Esta decisión no sólo deja en evidencia una alarmante falta de independencia judicial, sino que también golpea directamente a miles de trabajadores catamarqueños, cuyas voces y derechos han sido ignorados.
En primer lugar, el fallo que desestima los amparos contra los aumentos de la Obra Social de los Empleados Públicos de Catamarca (OSEP) y de la designación del Defensor del Pueblo, es un claro revés para los empleados y la sociedad. Estos aumentos, aplicados sin transparencia ni consenso, impactan de lleno en bolsillos ya ajustados, mientras la dirigencia política y sindical actúa de espaldas a quienes dicen representar. La negativa judicial a revisar la legalidad y legitimidad de estas subas no hace más que consolidar un modelo que castiga a los trabajadores y blinda a los poderosos.

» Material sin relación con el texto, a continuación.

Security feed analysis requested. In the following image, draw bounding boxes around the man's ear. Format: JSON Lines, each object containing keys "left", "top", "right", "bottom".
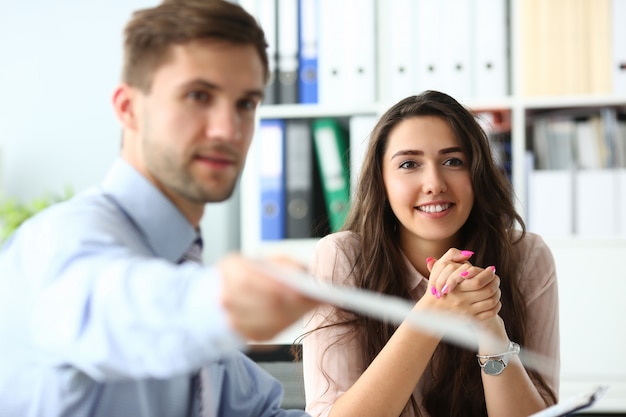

Peor aún es el panorama institucional cuando analizamos el amparo contra la designación del nuevo Defensor del Pueblo, una figura que, irónicamente, debería ser garante de los derechos ciudadanos frente al abuso del Estado. La designación de Dalmacio Mera, viciada por irregularidades y manejos oscuros, ha sido igualmente blindada por una Corte que no solo se desentiende de la transparencia institucional, sino que pareciera actuar como un brazo jurídico del gobierno de turno. Los vínculos políticos de algunos jueces con la administración provincial no son ningún secreto, y este tipo de fallos sólo refuerzan esa percepción generalizada de dependencia y connivencia.
«La Justicia tiene como mandato ser el último resguardo del ciudadano frente al atropello del poder, no su cómplice».
Lo que está en juego aquí no es una simple disputa entre oficialismo y oposición, sino el propio equilibrio social de la provincia. La Justicia tiene como mandato ser el último resguardo del ciudadano frente al atropello del poder, no su cómplice. Cuando los jueces fallan sistemáticamente a favor del gobierno y en contra de los derechos colectivos, el sistema democrático se debilita y crece la desconfianza social.
Catamarca necesita una Justicia independiente, que mire más a la ciudadanía y menos a los pasillos del poder. Porque cuando la balanza se inclina siempre para el mismo lado, ya no hablamos de justicia: hablamos de impunidad.